In a newly published article in the journal Frontiers in Human Neurosciences, researchers from Beijing Jiaotong University employed data from Diffusion Tension Imaging (DTI) to investigate brain structures of 111 adults aged 18-55 years. DTI is a specific type of MRI that measures the diffusion process of water molecules in particular and thus maps out the white matter in different brain regions. The DTI methods produce multiple outputs such as Fractional Anisotropy (FA), Axial and Radial Diffusion (AD & RD), and Mean Diffusion (MD). Fluctuations in these measurements can indicate changes in various brain structures.

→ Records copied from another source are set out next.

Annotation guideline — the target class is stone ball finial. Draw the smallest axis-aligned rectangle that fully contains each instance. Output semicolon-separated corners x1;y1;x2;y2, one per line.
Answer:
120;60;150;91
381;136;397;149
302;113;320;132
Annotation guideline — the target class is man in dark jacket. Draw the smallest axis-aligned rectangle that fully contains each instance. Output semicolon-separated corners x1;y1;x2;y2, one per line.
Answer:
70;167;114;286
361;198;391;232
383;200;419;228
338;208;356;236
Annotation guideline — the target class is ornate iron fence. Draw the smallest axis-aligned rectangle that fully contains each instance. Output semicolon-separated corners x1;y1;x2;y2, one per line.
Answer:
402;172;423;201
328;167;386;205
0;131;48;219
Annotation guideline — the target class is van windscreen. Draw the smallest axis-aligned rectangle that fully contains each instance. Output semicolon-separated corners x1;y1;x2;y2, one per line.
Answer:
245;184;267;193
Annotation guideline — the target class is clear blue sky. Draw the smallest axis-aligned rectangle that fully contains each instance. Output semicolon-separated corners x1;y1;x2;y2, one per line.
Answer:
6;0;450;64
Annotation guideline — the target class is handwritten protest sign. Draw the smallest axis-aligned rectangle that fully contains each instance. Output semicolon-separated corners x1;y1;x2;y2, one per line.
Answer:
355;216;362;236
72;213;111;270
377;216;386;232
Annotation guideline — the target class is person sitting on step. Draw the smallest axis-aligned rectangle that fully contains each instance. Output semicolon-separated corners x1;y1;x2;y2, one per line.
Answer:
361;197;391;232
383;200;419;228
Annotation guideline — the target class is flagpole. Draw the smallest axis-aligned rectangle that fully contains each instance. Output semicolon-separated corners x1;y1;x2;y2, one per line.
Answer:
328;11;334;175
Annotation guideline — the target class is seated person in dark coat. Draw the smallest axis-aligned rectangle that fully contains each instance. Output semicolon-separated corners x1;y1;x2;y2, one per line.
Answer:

Tian and Ma observed an overall reduction in FA with age, including the period between early to mid-adulthood, which suggests that the integrity of the white matter is diminishing in regions such as the bilateral corticospinal tract (CST), the corpus callosum (CC), the fornix, the left superior longitudinal fasciculus (SLF), and the inferior longitudinal fasciculus (ILF). Additionally, significant age-related lessening of AD and increasing RD, implying axonal degeneration and demyelination respectively, were detected in the CC and the CST. Based on these findings, Tian and Ma were able to devise models to accurately predict an individual’s age based on any one of the DTI outputs. The accuracy of the age prediction models corroborates that microstructural changes in the brain between early to mid-adulthood are in fact substantial.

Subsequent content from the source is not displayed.